Tudo, ou quase tudo!

terça-feira, 27 de janeiro de 2009

Eu gosto de gente. De multidão, de falatório. Gosto de risadas e piadinhas maliciosas. Eu gosto de sentar no portão e conversar sobre os carros que passam e não me importo se precisar enxugar alguma lágrima.

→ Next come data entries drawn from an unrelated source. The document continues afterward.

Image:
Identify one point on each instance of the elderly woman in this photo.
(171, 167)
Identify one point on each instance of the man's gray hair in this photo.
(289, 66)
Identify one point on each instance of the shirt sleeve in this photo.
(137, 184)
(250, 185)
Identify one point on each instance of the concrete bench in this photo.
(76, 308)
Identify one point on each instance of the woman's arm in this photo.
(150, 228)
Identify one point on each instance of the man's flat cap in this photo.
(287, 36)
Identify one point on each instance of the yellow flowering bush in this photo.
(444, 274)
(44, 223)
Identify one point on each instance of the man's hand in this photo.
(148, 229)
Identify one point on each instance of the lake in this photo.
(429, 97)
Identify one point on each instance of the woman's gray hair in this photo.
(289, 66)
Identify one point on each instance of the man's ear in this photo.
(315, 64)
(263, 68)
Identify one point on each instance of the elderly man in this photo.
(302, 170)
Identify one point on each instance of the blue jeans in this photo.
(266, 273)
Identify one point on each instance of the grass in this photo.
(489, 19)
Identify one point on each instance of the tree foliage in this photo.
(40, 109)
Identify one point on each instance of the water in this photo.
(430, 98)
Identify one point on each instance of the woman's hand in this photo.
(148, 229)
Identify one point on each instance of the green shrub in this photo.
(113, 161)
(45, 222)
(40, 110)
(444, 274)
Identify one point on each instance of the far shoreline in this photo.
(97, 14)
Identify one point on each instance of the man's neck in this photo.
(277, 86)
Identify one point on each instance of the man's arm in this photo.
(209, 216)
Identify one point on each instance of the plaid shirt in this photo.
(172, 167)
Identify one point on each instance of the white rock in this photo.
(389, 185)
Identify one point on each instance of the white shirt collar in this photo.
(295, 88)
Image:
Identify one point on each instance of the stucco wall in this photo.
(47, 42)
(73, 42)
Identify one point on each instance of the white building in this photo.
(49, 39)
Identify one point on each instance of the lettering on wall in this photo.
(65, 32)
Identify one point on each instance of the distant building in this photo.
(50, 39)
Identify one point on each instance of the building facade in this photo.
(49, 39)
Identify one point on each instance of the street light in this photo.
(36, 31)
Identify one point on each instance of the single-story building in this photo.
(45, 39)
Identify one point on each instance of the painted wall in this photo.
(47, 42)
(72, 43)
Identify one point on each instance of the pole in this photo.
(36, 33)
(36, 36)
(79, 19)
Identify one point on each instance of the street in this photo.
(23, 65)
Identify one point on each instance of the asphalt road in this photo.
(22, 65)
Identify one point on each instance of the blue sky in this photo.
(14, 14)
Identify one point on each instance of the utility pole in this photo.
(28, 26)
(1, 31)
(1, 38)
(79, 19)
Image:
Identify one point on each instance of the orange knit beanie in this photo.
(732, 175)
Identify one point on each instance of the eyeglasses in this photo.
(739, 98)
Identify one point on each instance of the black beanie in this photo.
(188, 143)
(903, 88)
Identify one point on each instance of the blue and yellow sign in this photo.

Eu gosto de parar na esquina para contar as úlimas fofocas, e de encompridar a caminhada para terminar de ouvir a história do fim de semana. Eu gosto de forçar a gargalhada até não conseguirmos mais segurar. E de inventar música também.

De andar a pé longas distâncias e parar em lugares engraçados para sentar e rir. Eu gosto de contar os meus segredos e ouvir dizer "pare de graça" e que sou boba demais. Gosto de pensar que estão pensando no que eu disse, gosto de apartar discussõezinhas engraçadas.

Eu gosto de repetir histórias e aumentá-las para garantir as risadas. Eu gosto de ter vocês para contar e que se eu sumir, depois eu posso voltar. Eu gosto de ser criança com vocês, de ser boba com vocês, de ser Mariana com vocês.
Amigos são tudo. Se não forem, são quase tudo!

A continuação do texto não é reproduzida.